To identify the GAV N protein domain responsible for RNA binding, EMSAs were undertaken using His 6 -N protein constructs with N-or C-terminal deletions or both (Fig. 1A) and GAV ssRNA-1, -2 and -6 (supplementary Table S3 ). As shown in Fig. 5 , the migration of all three ssRNAs was retarded in the presence of the full-length N protein and the constructs QE10-N1 and QE10-N22 containing 10 aa N-terminal and 51 aa C-terminal deletions, respectively. In the presence of N protein construct QE10-N25 containing both a 10 aa N-terminal and a 84 aa Cterminal deletion, the amounts of ssRNA-1 and -2 detected in the gel were low and ssRNA-6 failed to enter the gel altogether. However, the migration of ssRNA-1 and -2 that entered the gel was clearly retarded. Migration of none of the three ssRNAs was retarded in the presence of the N protein constructs QE10-N14 and QE10-N38 containing N-terminal truncations of 60 aa and 95 aa, respectively.

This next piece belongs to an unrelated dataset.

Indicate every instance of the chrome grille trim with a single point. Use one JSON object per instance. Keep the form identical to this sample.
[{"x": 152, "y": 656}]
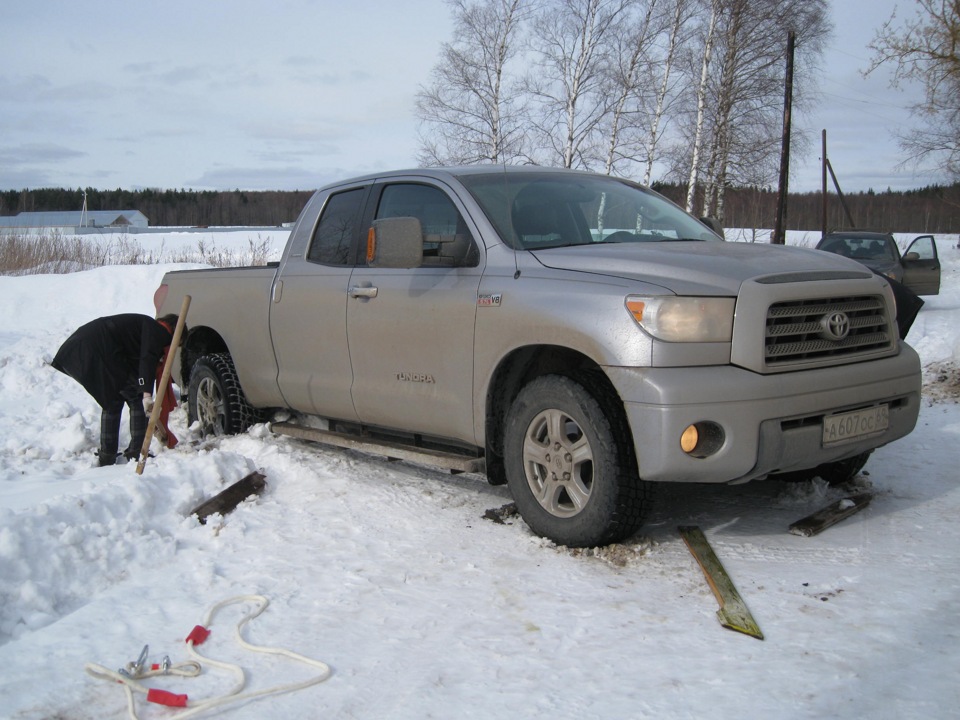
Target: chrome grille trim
[{"x": 794, "y": 330}]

As these data indicated that the N-terminus of the GAV N protein was essential for ssRNA binding, an 18 aa synthetic peptide M 11 PVRRPLPPQPPRNARLI 29 corresponding to a proline/arginine-rich domain in this region was tested in EMSAs for its ability to bind to various ssRNAs (Fig. 6A) . Using ssRNA-1, -2, -3, -6, -7 and -8 at ssRNA:peptide molar ratios of approximately 1:319, 1:277, 1:319, 1:268, 1:221 and 1:268, respectively, the migration of each ssRNA was retarded substantially. Trailing ladder-like patterns were also evident particularly for ssRNA-1 and ssRNA-2, possibly due to the ssRNA-peptide complexes aggregating or forming multimers. For ssRNA-3 and ssRNA-8, ssRNAs were so aggregated in the presence of peptide that little ssRNA was able to enter the gel. Similarly when peptide binding to bacteriophage M13 ssDNA was assessed, ssDNApeptide complexes or aggregates formed that precluded any ssDNA from migrating into the gel (Fig. 6B) . The same effect was observed when dsDNA PCR products used to prepare ssRNA-1 and ssRNA-2 were incubated with the peptide, although small quantities of non-aggregated dsDNA with unaffected migration were also evident in the gel (Fig. 6B ).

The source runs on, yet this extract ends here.